All this is just fine, but director Peter Chan handles it all with a dour solemnity that quickly becomes tiresome. Additionally, other than the finely crafted character he's handed Li to play, the remainder of the cast are all stuck playing two-dimensional caricatures. Even the usually reliable Kaneshiro looks particularly lost as he tries to make the most of things.

On the plus side, the battle sequences are truly sensational. Noted Hong Kong action impresario Ching Siu-tung (The Curse of the Golden Flower, House of Flying Daggers) simply outdoes himself here - one set piece involving some cannons is beyond stunning. There is a dug-in, gritty realism to the sieges that is emotionally devastating, and the human price of the conflict is a bloodstained tragedy that's beyond belief.

But ultimately, none of this ends up mattering. The love story involving Pang, Lian, and Zhao is annoying and would be a better fit in a Harlequin romance. The political machinations at the heart of all the military conflict is also never explored as fully as they should be, and it feels as if large parts of the narrative have been excised for no apparent reason.

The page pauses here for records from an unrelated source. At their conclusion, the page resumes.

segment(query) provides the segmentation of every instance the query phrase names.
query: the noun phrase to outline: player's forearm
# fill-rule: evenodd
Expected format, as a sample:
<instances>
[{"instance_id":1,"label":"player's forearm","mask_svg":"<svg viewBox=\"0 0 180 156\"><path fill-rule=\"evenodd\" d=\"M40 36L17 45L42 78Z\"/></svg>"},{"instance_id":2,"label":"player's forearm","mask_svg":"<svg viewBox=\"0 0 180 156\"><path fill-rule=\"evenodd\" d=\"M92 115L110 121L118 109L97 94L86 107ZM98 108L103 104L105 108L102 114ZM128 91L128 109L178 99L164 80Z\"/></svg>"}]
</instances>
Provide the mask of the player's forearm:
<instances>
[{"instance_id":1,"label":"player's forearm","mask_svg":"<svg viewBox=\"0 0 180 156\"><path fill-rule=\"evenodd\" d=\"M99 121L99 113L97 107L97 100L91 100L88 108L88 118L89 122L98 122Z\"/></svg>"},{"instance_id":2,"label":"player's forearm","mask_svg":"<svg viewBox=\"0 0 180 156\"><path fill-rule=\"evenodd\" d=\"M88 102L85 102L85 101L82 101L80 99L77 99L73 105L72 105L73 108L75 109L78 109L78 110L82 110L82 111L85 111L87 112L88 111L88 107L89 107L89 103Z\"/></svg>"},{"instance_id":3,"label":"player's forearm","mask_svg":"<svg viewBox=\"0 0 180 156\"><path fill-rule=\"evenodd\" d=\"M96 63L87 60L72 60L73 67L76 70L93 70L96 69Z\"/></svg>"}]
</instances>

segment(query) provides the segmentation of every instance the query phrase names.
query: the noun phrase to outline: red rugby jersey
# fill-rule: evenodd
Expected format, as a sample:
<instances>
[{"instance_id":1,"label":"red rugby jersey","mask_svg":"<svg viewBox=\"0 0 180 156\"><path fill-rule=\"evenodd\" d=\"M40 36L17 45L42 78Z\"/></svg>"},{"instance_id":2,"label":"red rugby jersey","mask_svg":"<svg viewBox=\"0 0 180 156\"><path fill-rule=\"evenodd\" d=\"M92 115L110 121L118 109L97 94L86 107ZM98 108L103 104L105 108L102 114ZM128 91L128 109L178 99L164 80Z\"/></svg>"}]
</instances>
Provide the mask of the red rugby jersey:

A lot of the film has the aura of being peculiarly unfinished, and part of me can't help but wonder why Chan would bother hinting at so much if he wasn't even going to take the time to delve into all the goings-on with greater detail.

I wish I liked The Warlords more than I do. Li really does give one of his very best performances, and some of the battle sequences are certainly extraordinary. But the plot is a messy canvas of melodrama and political imbroglio that doesn't make the grade, and while less is usually more in striving for brevity, coherence is the biggest victim laid to waste on Chan's cinematic battlefield.